Bootham Bar is the oldest entrance into the medieval, walled city of York. It's also one of the entries to a walk along the top of York's ancient walls.

©Ferne Arfin
Before I arrived in York, I'd read about the Barley Hall - a recently discovered medieval townhouse that had been lost in the middle of the medieval city of York. How on earth can you lose a building?

This small, gem of a city has so many medieval treasures and so many twisting lanes and alleys that it is, in fact, possible, to simply lose one or two of them.

The only way to really find Medieval York is to plunge into the snickelways and ginnels of this ancient city.

The what?!

My York friend Valerie France, who writes occasional food columns and contributes pictures, handed me an amazing little book: A Walk Around the Snickelways of York, by Mark W. Jones, which explained it all.

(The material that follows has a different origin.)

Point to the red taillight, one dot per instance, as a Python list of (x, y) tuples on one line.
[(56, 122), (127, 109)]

Author Jones actually created the term snickelway in the 1980s by blending snicket - a passageway between walls or fences, ginnel - a narrow passageway between or through buildings, and alleyway - a narrow street or lane. Now local people in York use the word as if it is as old as the city of York itself.

Armed with a copy of Jones's book, I headed for Bootham Bar, one of the entrances through York's ancient walls. The gateways through York's walls are called bars and Bootham Bar is the oldest, marking a nearly 2,000 year old Roman way into the city.